La recherche de nouvelles thérapies contre le sida est toujours active

L’ESSENTIEL  Depuis trente ans, l’industrie pharmaceutique se mobilise pour développer des médicaments contre le sida. S’ils n’ont pas permis la guérison, ils ont transformé une maladie mortelle en une pathologie chronique. Et de nombreuses pistes continuent à être défrichées.

Depuis 1981, date de l’émergence du virus, l’industrie pharmaceutique s’est mobilisée pour développer des médicaments efficaces contre le sida. 312 médicaments sont sur le marché aujourd’hui, dont 273 antirétroviraux, ce qui a permis de transformer cette maladie en une pathologie chronique. 100 candidats médicaments sont à l’étude actuellement.
 

État des lieux

Le sida est une pathologie complexe, due à un virus, le VIH. Après un délai variable, la plupart des personnes infectées déclarent le sida, maladie qui est en grande partie la conséquence de l’incapacité du système immunitaire à lutter contre le virus. S’ils permettent de contrôler la maladie, les traitements actuels – les antirétroviraux – n’ont pas permis de tuer le virus ni de guérir définitivement le malade.
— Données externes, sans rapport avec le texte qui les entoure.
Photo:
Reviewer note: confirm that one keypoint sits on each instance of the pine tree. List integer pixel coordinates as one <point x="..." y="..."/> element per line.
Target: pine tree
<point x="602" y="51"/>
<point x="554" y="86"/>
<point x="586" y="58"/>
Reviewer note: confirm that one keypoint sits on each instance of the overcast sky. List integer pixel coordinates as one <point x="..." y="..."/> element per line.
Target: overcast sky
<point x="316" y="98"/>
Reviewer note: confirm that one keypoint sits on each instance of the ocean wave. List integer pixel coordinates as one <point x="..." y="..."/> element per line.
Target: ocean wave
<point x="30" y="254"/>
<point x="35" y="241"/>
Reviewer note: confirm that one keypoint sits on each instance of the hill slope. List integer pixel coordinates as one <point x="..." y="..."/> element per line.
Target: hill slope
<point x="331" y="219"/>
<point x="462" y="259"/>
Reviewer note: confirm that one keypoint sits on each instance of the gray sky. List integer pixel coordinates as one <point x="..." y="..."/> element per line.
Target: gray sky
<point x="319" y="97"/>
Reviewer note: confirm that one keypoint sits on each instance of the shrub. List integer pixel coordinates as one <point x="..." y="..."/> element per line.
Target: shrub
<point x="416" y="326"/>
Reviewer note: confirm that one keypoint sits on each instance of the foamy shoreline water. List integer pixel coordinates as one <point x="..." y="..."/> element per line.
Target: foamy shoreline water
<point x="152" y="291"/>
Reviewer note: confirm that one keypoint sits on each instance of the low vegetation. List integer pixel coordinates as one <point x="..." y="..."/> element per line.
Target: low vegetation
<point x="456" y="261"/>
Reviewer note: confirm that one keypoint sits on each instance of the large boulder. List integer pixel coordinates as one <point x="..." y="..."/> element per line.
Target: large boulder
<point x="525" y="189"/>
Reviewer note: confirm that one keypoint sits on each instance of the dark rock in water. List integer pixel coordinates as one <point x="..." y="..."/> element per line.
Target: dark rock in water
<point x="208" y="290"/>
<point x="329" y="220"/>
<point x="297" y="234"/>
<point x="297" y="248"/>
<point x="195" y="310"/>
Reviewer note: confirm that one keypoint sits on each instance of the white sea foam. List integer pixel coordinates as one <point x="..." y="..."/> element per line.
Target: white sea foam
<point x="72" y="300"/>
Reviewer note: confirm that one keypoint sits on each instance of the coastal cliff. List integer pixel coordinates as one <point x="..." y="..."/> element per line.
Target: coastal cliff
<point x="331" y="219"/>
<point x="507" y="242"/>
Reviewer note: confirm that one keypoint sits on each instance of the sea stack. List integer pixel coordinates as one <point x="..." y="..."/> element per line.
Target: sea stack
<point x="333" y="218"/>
Ils ont cependant transformé une maladie mortelle en maladie chronique.  La recherche sur le sida bute jusqu’ici sur deux éléments essentiels : la possibilité de créer un vaccin afin de prévenir la maladie et la possibilité de guérir les patients.
 

Pistes d’avenir

Après vingt ans d’échecs dans la recherche d’un vaccin contre le sida, les résultats d’un essai clinique mené en Thaïlande en 2009, concluant dans 31 % des cas, ont relancé l’espoir.
Depuis la première guérison connue d’un malade par greffe de cellules comportant un gène muté – le CCR5, ayant la propriété de rendre résistant au sida – la recherche s’oriente vers une approche de thérapie génique : on prend des cellules chez les patients, on modifie le gène CCR5 de façon à les rendre résistantes puis on les réimplante.  Un autre axe de la recherche s’intéresse aux réservoirs (lymphe, moelle osseuse ou tissus) où le virus se tapit pour attendre son heure avant de ressortir quand le patient arrête son traitement. Objectif : mettre au point un traitement visant  à diminuer ces réservoirs pour les rendre indétectables par le virus, et permettre ainsi à la défense immunitaire de prendre le relais pour contrôler l’infection.
 

Les entreprises du médicament continuent leurs recherches de traitements contre le sida

- Elles ont étroitement collaboré pour mettre en commun leurs découvertes et permettre, après les résultats décevants de la monothérapie et de l’AZT, d’associer plusieurs antirétroviraux en bi puis trithérapies. Les trithérapies se révèlent de plus extrêmement efficaces dans la prévention de la transmission du virus.

- Elles développent actuellement 1004 candidats médicaments dont 33 vaccins, 56 anti- rétroviraux, 4 immunomodulateurs et 3 médicaments de thérapie génique.

- Elles facilitent l’accès aux médicaments : 6,6 millions5 de personnes étaient traitées fin 2010 dans les pays à faibles revenus et à revenus intermédiaires, soit 22 fois plus qu’en 2001.
 
Les trithérapies aident les malades atteints du virus du sidaà vivre en moyenne treize ans de plus6.
 
(1) « Le sida, trente ans après : un tournant pour les nations ». Onusida, 2 juin 2011. (2) PhRMA. 2010. Medicines in Development for HIV/AIDS. (3) Protocoles n° 66, mai 2011, page 22. (4) PhRMA. 2010. Medicines in Development for HIV/AIDS. (5) « Le sida, trente ans après : un tournant pour les nations ». Onusida, 2 juin 2011. (6) « The Lancet », 24 juillet 2008.